Türkiye İşçi Sendikaları Konfederasyonu (TÜRK-İŞ) 9. Bölge Temsilcisi Orhan Gözgeç, geçtiğimiz hafta, Aşkale de ki Karasu Baraj Gölünde 5 Tedaş işçisinin hayatını kaybetmesi olayıyla ilgili olarak İHA`ya değerlendirmelerde bulundu.
``Kaza demeye dilimiz varmıyor`` diyen Gözgeç, Tuzla tersanelerinde, Bursa`nın Mustafakemalpaşa, Balıkesir`in Dursunbey, Zonguldak`ın Karadon maden ocaklarında, Ankara`da OSTİM ve İvedik Organize Sanayi Bölgeleri`nde, Adana`nın Kozan ilçesinde, İstanbul Esenyurt`ta meydana gelen ve onlarca işçimizin hayatını kaybetmesine neden olan iş felaketlerinin ardından son olarak Erzurum`un Aşkale ilçesindeki Karasu Baraj Gölünde 5 işçimizin feci şekilde can vermesi ihmaller ve tedbirsizliklerde gözetildiğinde iş kazalarını cinayet haline getirmektedir. Sadece Mart ayı içerisinde 59 işçimiz hayatını kaybetti`` diye konuştu.

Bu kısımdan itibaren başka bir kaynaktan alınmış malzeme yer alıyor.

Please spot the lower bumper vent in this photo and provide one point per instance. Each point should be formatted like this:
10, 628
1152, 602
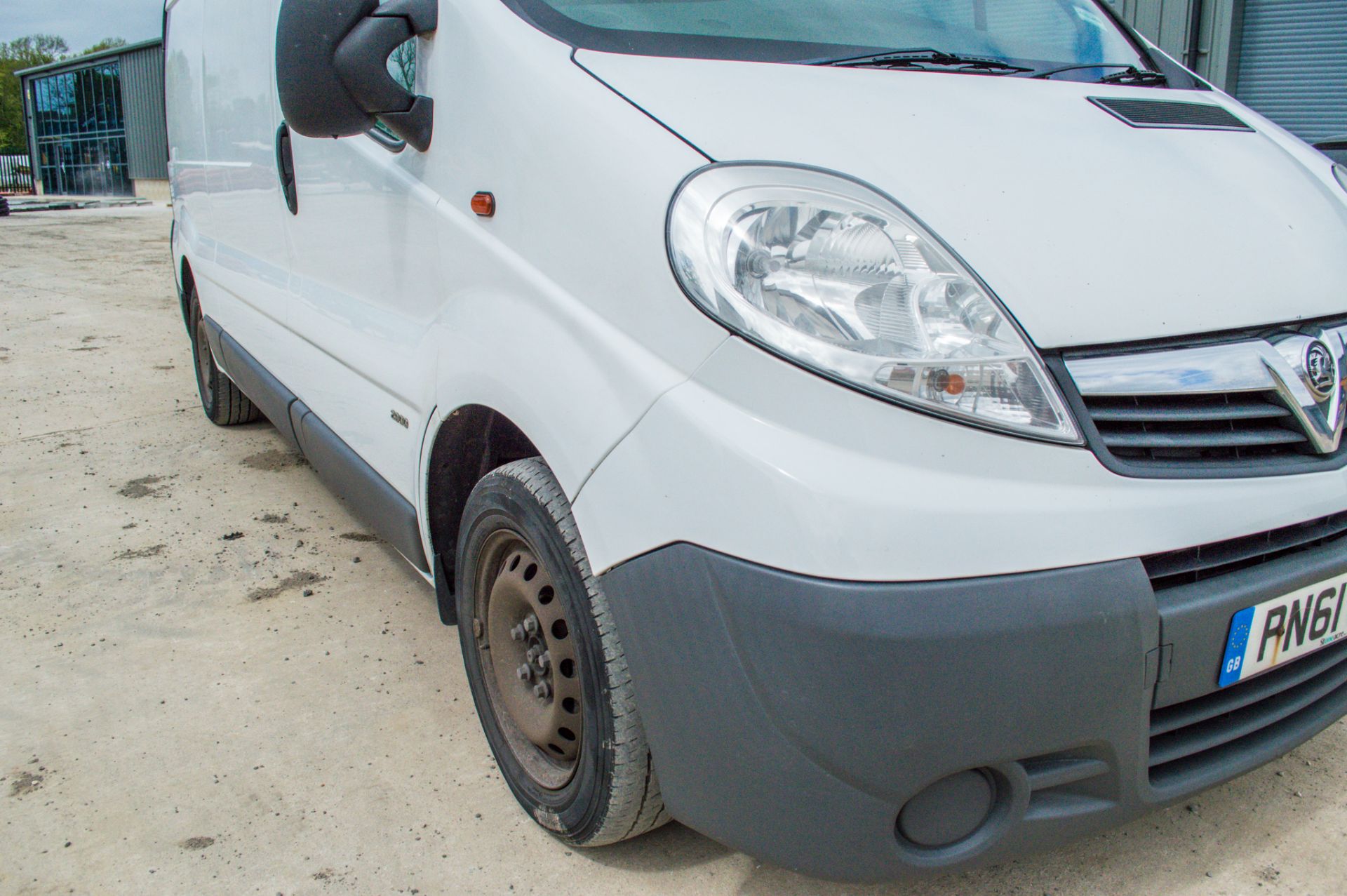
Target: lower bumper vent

TÜRK-İŞ 9. Bölge Temsilcisi Orhan Gözgeç; ``˜`İş sağlığı ve güvenliği konularında gerekli tedbirlerin alınmaması sonucu yaşanan bu iş felaketleri sonucu yüreğimiz kanıyor. Göstermelik cezalar veriliyor ve bu bir şeyleri düzeltmiyor, bu konunun özerine mutlaka gidilmeli. Siyasi iradeyi, baroyu, hâkimleri ve savcıları göreve davet ediyoruz.`` dedi.

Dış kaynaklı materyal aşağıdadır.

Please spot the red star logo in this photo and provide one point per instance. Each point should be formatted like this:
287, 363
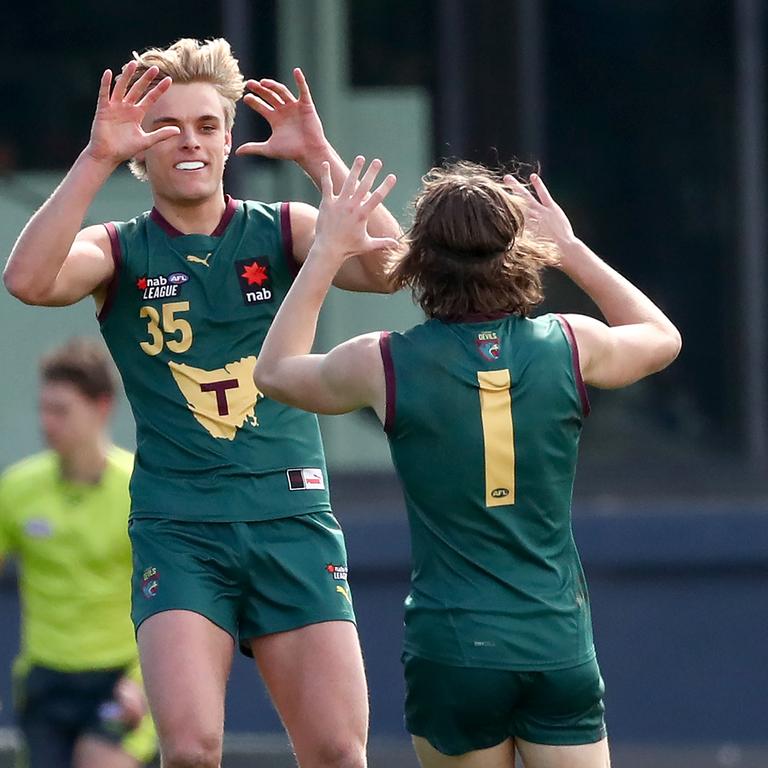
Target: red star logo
255, 273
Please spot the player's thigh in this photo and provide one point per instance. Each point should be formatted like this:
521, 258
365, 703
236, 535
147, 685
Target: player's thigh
565, 756
185, 662
500, 756
316, 679
92, 752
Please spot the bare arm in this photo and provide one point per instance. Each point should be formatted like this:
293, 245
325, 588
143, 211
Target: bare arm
639, 338
297, 134
352, 374
54, 262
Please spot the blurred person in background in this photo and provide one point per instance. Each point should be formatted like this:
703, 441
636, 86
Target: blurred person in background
64, 516
483, 407
233, 536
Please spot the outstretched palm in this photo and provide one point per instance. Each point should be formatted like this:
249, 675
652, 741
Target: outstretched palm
116, 133
296, 128
342, 219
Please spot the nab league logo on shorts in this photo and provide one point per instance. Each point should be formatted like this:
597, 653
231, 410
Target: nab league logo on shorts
150, 582
305, 479
253, 275
161, 286
488, 345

``Ölenler bizim insanlarımız, acılar bizim acılarımız`` diyen Gözgeç, tüm işçilerin sağlıklı ve güvenli şartlar altında çalışmaya hakları olduğunu söyledi.

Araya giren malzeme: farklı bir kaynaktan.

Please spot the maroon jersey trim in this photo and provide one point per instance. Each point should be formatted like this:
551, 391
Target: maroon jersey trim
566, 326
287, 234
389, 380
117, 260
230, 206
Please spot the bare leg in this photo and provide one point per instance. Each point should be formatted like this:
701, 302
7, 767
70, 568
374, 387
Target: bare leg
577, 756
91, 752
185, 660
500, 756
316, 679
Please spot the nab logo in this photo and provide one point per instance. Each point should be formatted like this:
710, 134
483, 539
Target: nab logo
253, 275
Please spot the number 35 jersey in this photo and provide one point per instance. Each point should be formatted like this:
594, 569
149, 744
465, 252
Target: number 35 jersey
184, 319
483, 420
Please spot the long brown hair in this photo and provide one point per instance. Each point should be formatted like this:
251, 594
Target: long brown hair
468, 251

İş sağlığı ve güvenliği kanununun bir an önce çıkarılması gerektiğine dikkat çeken Gözgeç, daha sonra şunları kaydetti; ``Gerekli önlemlerin alınmamasından ötürü bir işçinin, emekçinin hayatını kaybetmesi cinayettir. İşçileri buz tutmuş göle gönderenler ve çırpına çırpına hayatlarını kaybetmelerine neden olanlar bir an önce gerekli cezalara çarptırılmalıdır. Bunun işin takipçisi olacağız.``
Afşin-Elbistan termik santrali inşaatında yaklaşık iki yıl önce meydana gelen iş felaketinde tonlarca toprak altında kalan işçilerin cenazelerin iki yıldır çıkarılamadığını ifade eden Gözgeç, bu yaşanan iş felaketleri, özelleştirmenin ve taşeronlaşmanın eseri olduğunu söyledi. Gözgeç, ``İnsana saygı yok, değer yok. Yeterli eğitimler verilmemiş, gerekli tedbirleri alınmamış işçilerimizi işe sürmek felaketlere davetiye çıkarmaktır. Sonra da yaşanan olaylarda yetişmiş ustalara fatura çıkarılıyor. Biz bunun için özelleştirmelerin, taşeronlaşmanın karşısında olduk.`` dedi.